On account of his previous sins, he was now immersed in an ocean of great sin that was so relentless that it appeared that he could not get out.
Dhrishthabuddhi was always miserable and anxious, but one day, during the month of Vaisakha, by the force of some of his past merit he chanced upon the sacred Ashrama of Kaundinya Muni. The great sage had just finished bathing in the Ganges River, and water was still dripping from him.
Dhrishthabuddhi had the great good fortune to touch some of those droplets of water that were falling from the great sage’s wet clothing.
Instantly Dhrishthabuddhi was freed of his ignorance, and his sinful reactions were reduced.
Offering his humble obeisances to Kaundinya Muni, Dhrishthabuddhi prayed to him with joined palms: ‘Oh great brahmana, please describe to me some of the atonement I may perform without too much endeavour.
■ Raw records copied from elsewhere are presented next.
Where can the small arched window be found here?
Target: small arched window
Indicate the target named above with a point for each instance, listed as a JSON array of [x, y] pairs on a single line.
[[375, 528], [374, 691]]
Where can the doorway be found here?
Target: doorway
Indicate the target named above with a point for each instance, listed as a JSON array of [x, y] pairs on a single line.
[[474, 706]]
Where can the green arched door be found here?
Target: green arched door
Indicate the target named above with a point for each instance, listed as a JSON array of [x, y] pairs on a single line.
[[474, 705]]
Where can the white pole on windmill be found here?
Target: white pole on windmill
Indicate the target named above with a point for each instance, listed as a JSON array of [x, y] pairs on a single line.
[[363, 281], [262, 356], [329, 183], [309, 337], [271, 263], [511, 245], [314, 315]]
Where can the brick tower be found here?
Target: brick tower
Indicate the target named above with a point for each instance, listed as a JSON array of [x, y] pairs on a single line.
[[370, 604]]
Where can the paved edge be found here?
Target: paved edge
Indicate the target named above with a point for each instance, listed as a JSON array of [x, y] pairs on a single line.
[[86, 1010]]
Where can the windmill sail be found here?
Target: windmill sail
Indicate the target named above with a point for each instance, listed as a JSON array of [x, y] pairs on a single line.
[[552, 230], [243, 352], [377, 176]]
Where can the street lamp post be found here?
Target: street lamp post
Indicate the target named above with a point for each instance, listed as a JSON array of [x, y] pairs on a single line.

I have committed so many sins in my life, and these have now made me very poor.’
The great rishi replied, ‘Oh son, listen with great attention, for by hearing me your life will change, and you will become free of all your remaining sins. In the light fortnight of this very month, Vaisakha (April-May) there occurs the sacred Mohini Ekadasi, which has the power to nullify sins as vast and weighty as Mount Sumeru.
If you follow my advice and faithfully observe a fast on this Ekadasi, which is so dear to Lord Hari, you will be freed from all the sinful reactions of many, many births.’
Hearing these words with great joy, Dhrishthabuddhi promised to observe a fast on Mohini Ekadasi according to the sage’s instructions and directions.
Oh best of kings, Oh Ramachandra Bhagavan, by fasting completely on Mohini Ekadasi, the once sinful Dhrishthabuddhi, the prodigal son of the merchant Dhanapala, became sinless.
Afterward, he achieved a beautiful transcendental form and, free at last of all obstacles, rode upon the carrier of Lord Vishnu, Garuda, to the Supreme abode of the Lord.
Oh Ramachandra, the fast day of Mohini Ekadasi removes the darkest illusory attachments to material existence. There is thus no better fast day in all the three worlds than this.”’
Lord Sri Krsna concluded, ‘and so, Oh Yudhishthira, there is no place of pilgrimage, no sacrifice, and no charity that can bestow merit equal to even one-sixteenth of the merit a faithful devotee of Mine obtains by observing the Mohini Ekadasi. And He who hears and studies the glories of Mohini Ekadasi achieve the merit of giving away one thousand cows in charity.’
Thus ends the narration of the glories of Vaisakha-sukla Ekadasi, or Mohini Ekadasi, from the sacred ‘Kurma Purana’.